Since the publication of God and Man at Yale, the seminal 1951 work by US conservative commentator William F Buckley Jr, the right has had the stated intent of “depoliticising” tertiary education. It’s not a realistic goal: you can’t go to any country’s epicentre of thought and reading and expect it not to take a view on politics. But underneath that is a more concrete agenda. Even in the 50s, but in a much more pronounced way now, the two factors predicting progressive leanings are youth, and being educated to degree level. For the right, tertiary education has to be presented as a site of live conflict, a vivid fight between left and right, or the gig’s up.
Tim Luckhurst was temporarily “barred from duties” after Rod Liddle’s speech while an investigation took place, and those findings were kept private.
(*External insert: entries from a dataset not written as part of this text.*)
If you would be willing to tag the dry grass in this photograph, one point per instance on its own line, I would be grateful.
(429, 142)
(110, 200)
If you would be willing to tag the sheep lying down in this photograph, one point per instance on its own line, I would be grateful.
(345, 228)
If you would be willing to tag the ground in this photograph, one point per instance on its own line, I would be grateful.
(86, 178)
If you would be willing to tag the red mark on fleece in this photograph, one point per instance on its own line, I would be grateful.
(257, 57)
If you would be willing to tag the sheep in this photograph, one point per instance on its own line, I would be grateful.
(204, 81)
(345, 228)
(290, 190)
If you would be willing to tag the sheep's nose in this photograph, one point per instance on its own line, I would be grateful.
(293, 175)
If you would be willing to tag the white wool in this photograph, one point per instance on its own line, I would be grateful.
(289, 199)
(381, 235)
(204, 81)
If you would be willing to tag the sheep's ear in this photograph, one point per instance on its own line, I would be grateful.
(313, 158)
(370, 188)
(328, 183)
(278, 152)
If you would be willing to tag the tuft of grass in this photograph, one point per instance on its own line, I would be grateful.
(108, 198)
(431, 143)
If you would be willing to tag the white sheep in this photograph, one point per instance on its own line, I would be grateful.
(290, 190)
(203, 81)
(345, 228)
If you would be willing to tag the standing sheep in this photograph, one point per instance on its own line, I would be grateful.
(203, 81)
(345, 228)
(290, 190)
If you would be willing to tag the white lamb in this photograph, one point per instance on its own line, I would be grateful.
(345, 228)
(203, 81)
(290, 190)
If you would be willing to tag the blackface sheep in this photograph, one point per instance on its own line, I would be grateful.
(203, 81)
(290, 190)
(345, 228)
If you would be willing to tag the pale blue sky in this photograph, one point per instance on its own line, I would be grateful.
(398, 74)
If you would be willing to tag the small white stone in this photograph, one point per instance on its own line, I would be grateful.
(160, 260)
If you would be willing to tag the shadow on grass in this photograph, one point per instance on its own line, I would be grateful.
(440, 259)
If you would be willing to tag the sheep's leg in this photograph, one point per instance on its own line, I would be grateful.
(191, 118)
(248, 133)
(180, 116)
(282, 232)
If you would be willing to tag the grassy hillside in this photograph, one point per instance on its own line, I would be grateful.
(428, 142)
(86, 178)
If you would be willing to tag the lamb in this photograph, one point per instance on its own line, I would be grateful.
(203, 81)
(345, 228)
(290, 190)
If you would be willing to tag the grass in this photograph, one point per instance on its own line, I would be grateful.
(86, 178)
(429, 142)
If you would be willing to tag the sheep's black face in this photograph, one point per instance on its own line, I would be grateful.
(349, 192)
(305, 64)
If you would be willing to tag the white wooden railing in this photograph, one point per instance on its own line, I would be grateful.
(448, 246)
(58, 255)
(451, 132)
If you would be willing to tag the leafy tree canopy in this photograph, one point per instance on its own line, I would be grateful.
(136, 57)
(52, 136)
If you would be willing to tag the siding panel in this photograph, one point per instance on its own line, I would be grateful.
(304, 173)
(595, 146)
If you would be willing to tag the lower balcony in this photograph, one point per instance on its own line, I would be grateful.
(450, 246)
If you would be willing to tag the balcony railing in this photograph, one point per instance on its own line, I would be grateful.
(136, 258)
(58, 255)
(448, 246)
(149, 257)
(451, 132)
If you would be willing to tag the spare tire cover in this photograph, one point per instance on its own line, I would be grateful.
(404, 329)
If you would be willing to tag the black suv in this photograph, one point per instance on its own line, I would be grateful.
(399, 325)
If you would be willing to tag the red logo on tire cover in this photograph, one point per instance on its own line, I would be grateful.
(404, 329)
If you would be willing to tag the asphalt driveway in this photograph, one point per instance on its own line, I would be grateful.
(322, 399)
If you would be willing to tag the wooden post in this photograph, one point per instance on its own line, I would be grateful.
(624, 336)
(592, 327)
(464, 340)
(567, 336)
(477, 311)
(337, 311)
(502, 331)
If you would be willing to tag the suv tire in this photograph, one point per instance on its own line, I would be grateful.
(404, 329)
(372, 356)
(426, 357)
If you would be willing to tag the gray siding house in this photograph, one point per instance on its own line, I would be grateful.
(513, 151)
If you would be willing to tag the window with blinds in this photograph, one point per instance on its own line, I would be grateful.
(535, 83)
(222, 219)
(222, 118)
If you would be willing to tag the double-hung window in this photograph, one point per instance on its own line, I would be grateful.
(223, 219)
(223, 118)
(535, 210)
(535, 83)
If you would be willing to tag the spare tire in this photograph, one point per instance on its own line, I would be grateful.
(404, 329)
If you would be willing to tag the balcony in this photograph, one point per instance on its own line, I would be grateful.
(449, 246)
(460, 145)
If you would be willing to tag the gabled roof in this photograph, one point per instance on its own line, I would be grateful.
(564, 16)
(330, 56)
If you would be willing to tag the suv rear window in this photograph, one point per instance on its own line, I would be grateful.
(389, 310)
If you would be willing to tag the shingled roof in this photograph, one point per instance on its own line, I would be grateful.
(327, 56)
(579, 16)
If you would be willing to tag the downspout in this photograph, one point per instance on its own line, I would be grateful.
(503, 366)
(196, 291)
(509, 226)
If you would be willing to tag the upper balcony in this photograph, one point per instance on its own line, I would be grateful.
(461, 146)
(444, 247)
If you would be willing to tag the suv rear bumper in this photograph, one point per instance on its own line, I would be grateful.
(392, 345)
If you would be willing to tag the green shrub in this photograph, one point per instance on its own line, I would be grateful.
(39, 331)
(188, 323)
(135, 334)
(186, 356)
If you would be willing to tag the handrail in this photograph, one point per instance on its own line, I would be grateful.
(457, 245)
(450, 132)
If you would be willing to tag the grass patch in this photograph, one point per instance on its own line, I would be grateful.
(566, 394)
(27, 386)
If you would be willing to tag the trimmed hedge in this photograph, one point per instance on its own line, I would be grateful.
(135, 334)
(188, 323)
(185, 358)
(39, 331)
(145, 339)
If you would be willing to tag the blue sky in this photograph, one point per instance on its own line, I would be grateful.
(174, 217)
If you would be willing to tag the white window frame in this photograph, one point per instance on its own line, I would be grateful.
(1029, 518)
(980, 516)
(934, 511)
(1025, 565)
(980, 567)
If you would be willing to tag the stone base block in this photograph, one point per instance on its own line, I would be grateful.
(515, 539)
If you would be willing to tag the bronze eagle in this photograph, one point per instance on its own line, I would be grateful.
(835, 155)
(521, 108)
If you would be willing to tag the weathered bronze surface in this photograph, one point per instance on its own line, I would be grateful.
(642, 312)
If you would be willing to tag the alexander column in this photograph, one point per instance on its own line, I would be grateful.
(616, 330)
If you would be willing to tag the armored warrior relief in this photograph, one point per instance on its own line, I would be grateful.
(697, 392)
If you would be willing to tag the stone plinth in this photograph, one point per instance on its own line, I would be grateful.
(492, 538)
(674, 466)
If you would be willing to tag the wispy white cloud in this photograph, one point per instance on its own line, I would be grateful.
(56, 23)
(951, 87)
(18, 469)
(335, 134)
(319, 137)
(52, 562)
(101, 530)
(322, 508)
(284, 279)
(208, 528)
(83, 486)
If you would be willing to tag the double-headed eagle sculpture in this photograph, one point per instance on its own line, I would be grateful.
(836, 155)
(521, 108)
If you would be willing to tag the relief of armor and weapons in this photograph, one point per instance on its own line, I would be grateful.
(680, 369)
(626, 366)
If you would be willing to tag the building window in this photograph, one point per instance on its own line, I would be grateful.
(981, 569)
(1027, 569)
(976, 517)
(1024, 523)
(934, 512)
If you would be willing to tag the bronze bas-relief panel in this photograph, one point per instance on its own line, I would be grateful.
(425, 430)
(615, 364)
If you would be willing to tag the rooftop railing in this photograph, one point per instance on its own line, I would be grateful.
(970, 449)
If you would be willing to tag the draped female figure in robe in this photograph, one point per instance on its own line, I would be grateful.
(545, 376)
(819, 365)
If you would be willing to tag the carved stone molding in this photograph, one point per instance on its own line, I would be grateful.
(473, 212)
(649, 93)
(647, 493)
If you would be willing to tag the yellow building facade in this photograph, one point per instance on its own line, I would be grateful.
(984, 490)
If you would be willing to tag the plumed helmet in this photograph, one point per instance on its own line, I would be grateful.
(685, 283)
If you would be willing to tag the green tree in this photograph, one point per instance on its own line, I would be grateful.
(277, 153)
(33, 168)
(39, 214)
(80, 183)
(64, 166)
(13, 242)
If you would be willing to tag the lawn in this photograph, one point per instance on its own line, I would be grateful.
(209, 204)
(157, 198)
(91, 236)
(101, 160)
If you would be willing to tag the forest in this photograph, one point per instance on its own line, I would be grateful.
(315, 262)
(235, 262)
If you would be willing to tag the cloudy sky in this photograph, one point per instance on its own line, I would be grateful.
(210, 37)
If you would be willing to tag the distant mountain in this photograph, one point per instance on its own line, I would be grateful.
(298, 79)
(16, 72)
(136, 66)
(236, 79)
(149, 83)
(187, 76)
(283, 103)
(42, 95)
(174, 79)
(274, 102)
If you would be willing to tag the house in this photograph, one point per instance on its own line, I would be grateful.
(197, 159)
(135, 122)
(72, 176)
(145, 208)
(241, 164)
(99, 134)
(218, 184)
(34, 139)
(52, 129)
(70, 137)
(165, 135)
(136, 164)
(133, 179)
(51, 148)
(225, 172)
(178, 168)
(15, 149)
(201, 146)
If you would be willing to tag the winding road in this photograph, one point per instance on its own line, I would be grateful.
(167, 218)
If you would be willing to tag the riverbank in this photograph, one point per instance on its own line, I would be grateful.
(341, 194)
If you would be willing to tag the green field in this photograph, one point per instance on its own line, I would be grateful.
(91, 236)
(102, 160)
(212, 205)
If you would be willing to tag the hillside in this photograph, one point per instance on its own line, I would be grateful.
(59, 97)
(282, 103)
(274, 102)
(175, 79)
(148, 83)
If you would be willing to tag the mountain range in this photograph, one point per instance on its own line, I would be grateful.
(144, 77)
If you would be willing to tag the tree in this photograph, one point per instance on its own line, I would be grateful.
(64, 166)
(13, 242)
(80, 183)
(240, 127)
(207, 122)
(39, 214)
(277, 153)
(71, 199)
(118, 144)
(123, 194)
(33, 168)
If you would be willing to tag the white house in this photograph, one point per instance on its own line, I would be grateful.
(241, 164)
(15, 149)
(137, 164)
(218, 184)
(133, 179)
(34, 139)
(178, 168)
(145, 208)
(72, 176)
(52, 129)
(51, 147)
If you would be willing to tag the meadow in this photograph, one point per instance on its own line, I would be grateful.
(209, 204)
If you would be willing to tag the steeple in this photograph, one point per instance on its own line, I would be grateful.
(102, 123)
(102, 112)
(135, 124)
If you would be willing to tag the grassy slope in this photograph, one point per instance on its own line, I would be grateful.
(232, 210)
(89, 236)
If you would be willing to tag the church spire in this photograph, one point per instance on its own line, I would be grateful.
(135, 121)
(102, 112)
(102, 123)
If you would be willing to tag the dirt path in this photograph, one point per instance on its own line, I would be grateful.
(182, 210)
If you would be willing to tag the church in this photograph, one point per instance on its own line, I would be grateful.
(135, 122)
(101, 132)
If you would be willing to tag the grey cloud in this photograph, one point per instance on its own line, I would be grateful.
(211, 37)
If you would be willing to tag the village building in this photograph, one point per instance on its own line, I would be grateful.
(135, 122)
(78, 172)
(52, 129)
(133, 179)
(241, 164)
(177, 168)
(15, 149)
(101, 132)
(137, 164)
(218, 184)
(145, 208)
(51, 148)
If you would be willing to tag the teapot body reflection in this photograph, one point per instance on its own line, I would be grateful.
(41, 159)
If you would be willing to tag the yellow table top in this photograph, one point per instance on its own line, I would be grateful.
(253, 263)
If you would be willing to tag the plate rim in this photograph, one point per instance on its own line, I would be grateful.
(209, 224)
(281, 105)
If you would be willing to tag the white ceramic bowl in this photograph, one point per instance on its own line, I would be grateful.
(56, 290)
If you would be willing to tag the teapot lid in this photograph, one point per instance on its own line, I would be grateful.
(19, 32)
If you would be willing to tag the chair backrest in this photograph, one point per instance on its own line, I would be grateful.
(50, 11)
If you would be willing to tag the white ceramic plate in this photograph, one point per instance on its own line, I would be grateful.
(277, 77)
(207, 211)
A statement from the acting vice-chancellor and provost, Antony Long, insisted that “the University does not intend, in any way, to exclude any speakers from our campus”. Yet he also said that “no member of our University community should be subjected to transphobia, homophobia, racism, classism and sexism”. The university has a pretty reflexive understanding of the difference between free speech and hate speech, but the battles, amplified on the national stage, picked apart in newspapers and crowbarred into legislation, have blowback. It’s salient that not one woman of colour would use her real name for this piece. Mal Lee, 25, studying for a postgraduate degree in biology, is president of the LGBT+ association and identifies as trans masculine. Lee describes a trans femme friend having projectiles and abuse hurled at her; Alisha (not her real name), 21, is biracial and was with a black friend when they were both chased down the street by men making monkey noises. Lee didn’t report it because “we just expect it”. Alisha didn’t because “to be honest, I’m quite exhausted”. Neither thinks their assailants were other students, just passing bigots, empowered to act by a wider narrative that has made university life in Durham its emblem.